Halkların Eşitlik ve Demokrasi Partisi (DEM Parti) milletvekilleri Pervin Buldan, Mithat Sancar ve avukat Faik Özgür Erol'dan oluşan İmralı heyeti 2 Aralık Salı günü İmralı Adası'nda tutuklu bulunan Kürdistan İşçi Partisi (PKK) lideri Abdullah Öcalan ile yaklaşık dört saat süren bir görüşme gerçekleştirdi.
Heyet tarafından görüşmeye dair çarşamba günü yapılan açıklamada, "süreci sabote etme girişimlerine" dair uyarılar yapan Öcalan'ın "barış yasası" çağrısı yer aldı.
Öcalan, "İçinde bulunduğumuz geçiş sürecinde özgün ve bütüncül hukuka dayalı bir barış yasasının gerçekleşmesi ile siyasi şiddet ve demokrasi dışı müdahale olgusu Türkiye gündeminden çıkacaktır," dedi.
Öcalan, “Buna, barış yüzyılına geçiş yasası da diyebiliriz” sözleriyle yeni bir yasal çerçeve oluşturulması gerektiğini belirtti.

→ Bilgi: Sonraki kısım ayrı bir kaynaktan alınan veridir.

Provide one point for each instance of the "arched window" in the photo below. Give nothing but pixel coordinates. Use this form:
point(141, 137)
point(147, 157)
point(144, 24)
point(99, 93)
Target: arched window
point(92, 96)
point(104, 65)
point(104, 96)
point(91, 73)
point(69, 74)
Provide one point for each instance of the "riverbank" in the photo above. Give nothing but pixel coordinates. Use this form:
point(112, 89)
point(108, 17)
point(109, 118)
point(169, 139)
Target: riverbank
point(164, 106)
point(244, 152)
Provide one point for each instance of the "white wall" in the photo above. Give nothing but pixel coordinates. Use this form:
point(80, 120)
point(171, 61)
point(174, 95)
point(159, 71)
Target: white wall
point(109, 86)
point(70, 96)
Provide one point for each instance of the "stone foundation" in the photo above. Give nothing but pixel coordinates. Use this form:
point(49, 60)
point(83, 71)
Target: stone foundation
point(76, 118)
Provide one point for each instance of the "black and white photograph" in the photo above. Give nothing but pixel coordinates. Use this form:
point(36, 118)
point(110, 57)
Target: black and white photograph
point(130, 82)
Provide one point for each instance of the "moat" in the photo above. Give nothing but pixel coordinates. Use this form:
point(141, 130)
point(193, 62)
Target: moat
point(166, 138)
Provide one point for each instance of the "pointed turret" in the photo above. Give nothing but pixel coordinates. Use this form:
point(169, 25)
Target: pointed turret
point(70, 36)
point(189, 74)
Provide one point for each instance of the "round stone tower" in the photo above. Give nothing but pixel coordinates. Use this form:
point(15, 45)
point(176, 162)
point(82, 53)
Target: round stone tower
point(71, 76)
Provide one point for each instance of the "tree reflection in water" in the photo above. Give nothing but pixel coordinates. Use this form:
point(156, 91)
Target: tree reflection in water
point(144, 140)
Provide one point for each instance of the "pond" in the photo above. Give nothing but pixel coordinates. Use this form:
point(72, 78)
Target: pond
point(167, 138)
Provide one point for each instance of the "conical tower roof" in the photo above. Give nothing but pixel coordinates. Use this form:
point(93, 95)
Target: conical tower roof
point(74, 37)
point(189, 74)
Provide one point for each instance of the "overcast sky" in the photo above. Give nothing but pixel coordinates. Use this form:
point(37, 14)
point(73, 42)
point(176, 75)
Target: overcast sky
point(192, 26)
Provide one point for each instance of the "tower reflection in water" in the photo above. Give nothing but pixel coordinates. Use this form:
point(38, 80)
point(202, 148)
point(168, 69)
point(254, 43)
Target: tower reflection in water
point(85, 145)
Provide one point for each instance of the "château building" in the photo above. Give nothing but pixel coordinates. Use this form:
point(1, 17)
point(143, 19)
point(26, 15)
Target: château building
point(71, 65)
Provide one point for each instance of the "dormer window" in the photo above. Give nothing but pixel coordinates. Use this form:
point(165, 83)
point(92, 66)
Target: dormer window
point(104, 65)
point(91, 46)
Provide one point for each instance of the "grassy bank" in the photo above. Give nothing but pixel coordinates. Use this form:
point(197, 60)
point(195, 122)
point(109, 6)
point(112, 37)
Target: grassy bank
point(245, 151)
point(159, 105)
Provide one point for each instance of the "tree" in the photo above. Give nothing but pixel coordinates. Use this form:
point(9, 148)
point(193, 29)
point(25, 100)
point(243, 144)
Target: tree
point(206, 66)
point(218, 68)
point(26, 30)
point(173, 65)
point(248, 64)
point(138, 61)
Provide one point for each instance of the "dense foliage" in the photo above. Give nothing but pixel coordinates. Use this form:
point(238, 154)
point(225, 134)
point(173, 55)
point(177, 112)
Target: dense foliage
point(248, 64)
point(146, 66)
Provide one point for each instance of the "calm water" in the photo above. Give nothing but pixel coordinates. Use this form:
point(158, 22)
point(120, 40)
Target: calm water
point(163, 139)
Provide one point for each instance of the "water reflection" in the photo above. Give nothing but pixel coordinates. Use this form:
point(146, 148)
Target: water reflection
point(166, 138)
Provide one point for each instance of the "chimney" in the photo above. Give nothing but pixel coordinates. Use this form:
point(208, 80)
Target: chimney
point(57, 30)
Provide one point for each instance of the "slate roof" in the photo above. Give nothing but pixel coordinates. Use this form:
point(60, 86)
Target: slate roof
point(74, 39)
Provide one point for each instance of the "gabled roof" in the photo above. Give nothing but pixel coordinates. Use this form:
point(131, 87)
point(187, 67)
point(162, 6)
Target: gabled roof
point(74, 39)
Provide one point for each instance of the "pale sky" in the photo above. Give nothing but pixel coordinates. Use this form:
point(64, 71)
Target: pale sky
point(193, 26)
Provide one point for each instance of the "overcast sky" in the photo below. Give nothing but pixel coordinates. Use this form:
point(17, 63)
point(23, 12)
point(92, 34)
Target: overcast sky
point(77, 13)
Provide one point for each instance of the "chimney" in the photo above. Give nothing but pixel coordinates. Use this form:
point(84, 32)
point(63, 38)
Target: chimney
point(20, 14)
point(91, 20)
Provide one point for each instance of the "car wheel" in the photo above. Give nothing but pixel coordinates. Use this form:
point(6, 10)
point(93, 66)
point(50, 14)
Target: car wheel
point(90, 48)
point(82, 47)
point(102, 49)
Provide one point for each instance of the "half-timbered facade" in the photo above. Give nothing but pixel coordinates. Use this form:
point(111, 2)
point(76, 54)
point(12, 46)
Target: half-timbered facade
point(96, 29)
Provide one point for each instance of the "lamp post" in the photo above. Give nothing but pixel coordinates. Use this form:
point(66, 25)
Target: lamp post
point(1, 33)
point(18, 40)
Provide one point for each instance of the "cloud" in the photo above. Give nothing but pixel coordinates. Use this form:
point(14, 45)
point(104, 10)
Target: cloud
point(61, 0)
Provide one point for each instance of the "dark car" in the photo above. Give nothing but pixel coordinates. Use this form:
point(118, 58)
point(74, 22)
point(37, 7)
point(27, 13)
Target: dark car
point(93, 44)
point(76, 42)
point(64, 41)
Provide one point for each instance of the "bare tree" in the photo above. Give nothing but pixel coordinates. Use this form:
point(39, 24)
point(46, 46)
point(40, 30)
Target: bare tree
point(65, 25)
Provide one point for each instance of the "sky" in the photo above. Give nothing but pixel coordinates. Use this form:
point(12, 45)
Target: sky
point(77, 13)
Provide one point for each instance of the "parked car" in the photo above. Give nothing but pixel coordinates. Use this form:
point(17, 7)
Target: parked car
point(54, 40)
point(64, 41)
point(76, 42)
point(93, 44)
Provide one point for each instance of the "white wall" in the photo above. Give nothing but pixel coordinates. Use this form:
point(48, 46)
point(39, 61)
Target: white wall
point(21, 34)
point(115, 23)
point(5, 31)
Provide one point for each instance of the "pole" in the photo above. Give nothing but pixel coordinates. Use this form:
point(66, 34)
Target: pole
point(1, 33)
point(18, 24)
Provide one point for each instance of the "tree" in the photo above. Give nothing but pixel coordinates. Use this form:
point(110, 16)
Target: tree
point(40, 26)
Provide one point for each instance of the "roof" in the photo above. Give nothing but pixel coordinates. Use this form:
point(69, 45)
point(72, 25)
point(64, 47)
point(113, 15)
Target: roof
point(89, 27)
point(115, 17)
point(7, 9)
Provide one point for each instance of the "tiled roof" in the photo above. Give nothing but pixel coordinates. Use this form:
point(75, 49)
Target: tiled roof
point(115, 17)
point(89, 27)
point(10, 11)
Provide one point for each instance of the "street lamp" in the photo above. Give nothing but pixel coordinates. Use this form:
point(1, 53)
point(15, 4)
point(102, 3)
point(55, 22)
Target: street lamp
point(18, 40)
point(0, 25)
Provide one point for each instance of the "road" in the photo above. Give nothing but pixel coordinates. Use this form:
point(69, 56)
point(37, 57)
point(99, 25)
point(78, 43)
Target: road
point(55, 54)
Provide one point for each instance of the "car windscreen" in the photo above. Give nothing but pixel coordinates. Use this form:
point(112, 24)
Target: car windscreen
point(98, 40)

27 Şubat’ta yapılan PKK'nın silah bırakması ve örgütün kendini feshetmesine dair açıklamanın bu açıdan “yol gösterici” olduğunu da hatırlatan Öcalan, “Bu doğrultuda atılan adımların tümü, aldığımız sorumluluğun ve bu topraklarda kardeşçe, birlikte yaşama hedefimizin açık ifadeleridir,” dedi.
Türkiye Büyük Millet Meclisi’nde kurulan (TBMM) Milli Dayanışma, Kardeşlik ve Demokrasi Komisyonu'nun belirlediği heyet, 24 Kasım'da Öcalan'ı ziyaret etmişti.
İmralı heyetinin yaptığı açıklamada, bu ziyaretin "pozitif etki ve sonuçları karşılıklı değerlendirildi" ifadesi kullanılırken, Öcalan’ın “barış yasası” çağrısı, "toplumsal birliktelik" ve 'sürecin sabote edilmesi risklerine' dair mesajları ön plana çıktı.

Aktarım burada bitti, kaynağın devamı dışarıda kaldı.